Senin, 11 Agustus 2025
Beranda / Berita / Aceh / Jangkar Kopi, Tempat Para Penyintas TPPO Menambatkan Harapan

Jangkar Kopi, Tempat Para Penyintas TPPO Menambatkan Harapan

Senin, 11 Agustus 2025 13:00 WIB

Font: Ukuran: - +

Reporter : Naufal Habibi

Jangkar Kopi, sebuah warung kopi yang berada di Kajhu, Aceh Besar. [Foto: Naufal Habibi/dialeksis.com]


DIALEKSIS.COM | Banda Aceh - Jangkar Kopi, sebuah warung kopi yang berada di Kajhu, Aceh Besar. Ini merupakan unit usaha yang didirikan oleh Lembaga Sumatera Environmental Initiative (SEI) pada November 2024 yang didukung oleh IOM melalui program reintegrasi untuk korban TPPO.

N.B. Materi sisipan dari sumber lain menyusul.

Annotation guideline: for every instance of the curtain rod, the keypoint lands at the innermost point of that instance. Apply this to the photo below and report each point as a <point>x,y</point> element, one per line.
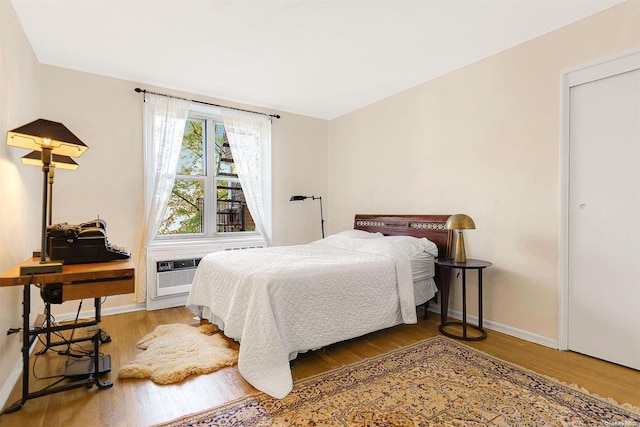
<point>277,116</point>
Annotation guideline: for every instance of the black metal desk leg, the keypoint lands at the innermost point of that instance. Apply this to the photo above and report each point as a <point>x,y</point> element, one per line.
<point>26,343</point>
<point>464,303</point>
<point>480,298</point>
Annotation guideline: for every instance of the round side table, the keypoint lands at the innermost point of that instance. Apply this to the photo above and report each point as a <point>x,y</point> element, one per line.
<point>470,264</point>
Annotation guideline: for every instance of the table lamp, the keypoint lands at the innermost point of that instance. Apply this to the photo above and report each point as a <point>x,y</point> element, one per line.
<point>57,162</point>
<point>459,222</point>
<point>48,138</point>
<point>298,198</point>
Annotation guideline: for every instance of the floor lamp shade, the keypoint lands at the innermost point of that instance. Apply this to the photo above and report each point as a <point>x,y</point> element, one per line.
<point>34,158</point>
<point>298,198</point>
<point>56,144</point>
<point>459,222</point>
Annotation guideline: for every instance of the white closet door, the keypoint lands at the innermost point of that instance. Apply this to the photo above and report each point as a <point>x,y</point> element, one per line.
<point>604,219</point>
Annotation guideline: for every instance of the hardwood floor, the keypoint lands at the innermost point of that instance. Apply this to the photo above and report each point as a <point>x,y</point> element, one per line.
<point>142,403</point>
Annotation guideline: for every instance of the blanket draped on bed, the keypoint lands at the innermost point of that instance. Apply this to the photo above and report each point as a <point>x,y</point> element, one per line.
<point>280,301</point>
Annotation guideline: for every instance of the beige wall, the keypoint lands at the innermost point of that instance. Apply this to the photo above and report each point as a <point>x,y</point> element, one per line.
<point>20,197</point>
<point>106,114</point>
<point>483,140</point>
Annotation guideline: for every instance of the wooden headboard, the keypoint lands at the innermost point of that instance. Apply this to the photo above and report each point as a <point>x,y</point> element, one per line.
<point>429,226</point>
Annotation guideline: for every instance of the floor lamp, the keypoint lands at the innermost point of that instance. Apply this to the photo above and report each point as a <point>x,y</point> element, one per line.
<point>297,198</point>
<point>49,138</point>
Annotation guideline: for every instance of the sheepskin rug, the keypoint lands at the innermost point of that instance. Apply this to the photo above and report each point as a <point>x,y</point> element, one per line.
<point>175,351</point>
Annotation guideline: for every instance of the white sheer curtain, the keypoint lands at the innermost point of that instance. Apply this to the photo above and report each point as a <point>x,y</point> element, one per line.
<point>249,137</point>
<point>165,118</point>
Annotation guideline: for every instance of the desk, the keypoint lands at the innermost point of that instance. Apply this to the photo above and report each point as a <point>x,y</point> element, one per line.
<point>77,281</point>
<point>470,264</point>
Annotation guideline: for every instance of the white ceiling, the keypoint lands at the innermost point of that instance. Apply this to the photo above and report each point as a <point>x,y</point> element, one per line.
<point>317,58</point>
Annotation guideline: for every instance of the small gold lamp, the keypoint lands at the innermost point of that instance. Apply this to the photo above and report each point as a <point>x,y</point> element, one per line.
<point>57,162</point>
<point>459,222</point>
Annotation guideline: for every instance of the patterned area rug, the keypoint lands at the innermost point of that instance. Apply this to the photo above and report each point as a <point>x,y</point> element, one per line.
<point>436,382</point>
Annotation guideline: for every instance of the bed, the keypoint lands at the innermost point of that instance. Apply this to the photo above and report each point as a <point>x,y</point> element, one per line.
<point>280,301</point>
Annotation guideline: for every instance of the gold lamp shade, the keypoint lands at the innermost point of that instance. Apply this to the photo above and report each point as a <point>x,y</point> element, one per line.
<point>41,134</point>
<point>34,158</point>
<point>55,143</point>
<point>459,222</point>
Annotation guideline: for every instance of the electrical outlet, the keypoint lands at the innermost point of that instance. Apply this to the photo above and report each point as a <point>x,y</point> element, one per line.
<point>40,319</point>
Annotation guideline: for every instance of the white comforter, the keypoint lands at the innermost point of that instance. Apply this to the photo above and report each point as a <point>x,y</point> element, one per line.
<point>279,301</point>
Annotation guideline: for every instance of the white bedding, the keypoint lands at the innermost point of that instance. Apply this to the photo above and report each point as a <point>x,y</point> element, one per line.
<point>280,301</point>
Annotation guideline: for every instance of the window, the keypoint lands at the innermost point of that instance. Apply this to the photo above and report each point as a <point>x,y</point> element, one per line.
<point>207,199</point>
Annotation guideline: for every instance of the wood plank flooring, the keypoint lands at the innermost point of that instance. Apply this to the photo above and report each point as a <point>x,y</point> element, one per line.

Namun ini bukan sekadar warung kopi biasa. Di sinilah para mantan Anak Buah Kapal (ABK) korban Tindak Pidana Perdagangan Orang (TPPO) menemukan tempat berlabuh setelah bertahun-tahun terombang-ambing di gelombang eksploitasi.

Mereka pernah bekerja di kapal asing, dipaksa bekerja tanpa upah layak, diperlakukan layaknya budak modern. Ironisnya, meski laporan telah disampaikan, banyak kasus mereka kandas di meja aparat penegak hukum.

Crisna Akbar, Peneliti Kebijakan SEI, menyebut Jangkar Kopi lahir dari kebutuhan mendesak untuk memberikan napas panjang bagi advokasi para penyintas.

 “Unit usaha untuk kawan-kawan penyintas ini kami buat sebagai salah satu upaya memperpanjang nafas advokasi terkait kasus-kasus yang sedang kami dampingi. Mulai dari pelaporan di kepolisian, sampai prosesnya yang sudah berjalan kurang lebih dua tahun. Tempat ini juga menjadi ruang berkumpul bagi mereka,” ujarnya kepada wartawan dialeksis.com, Senin (11/8/2025).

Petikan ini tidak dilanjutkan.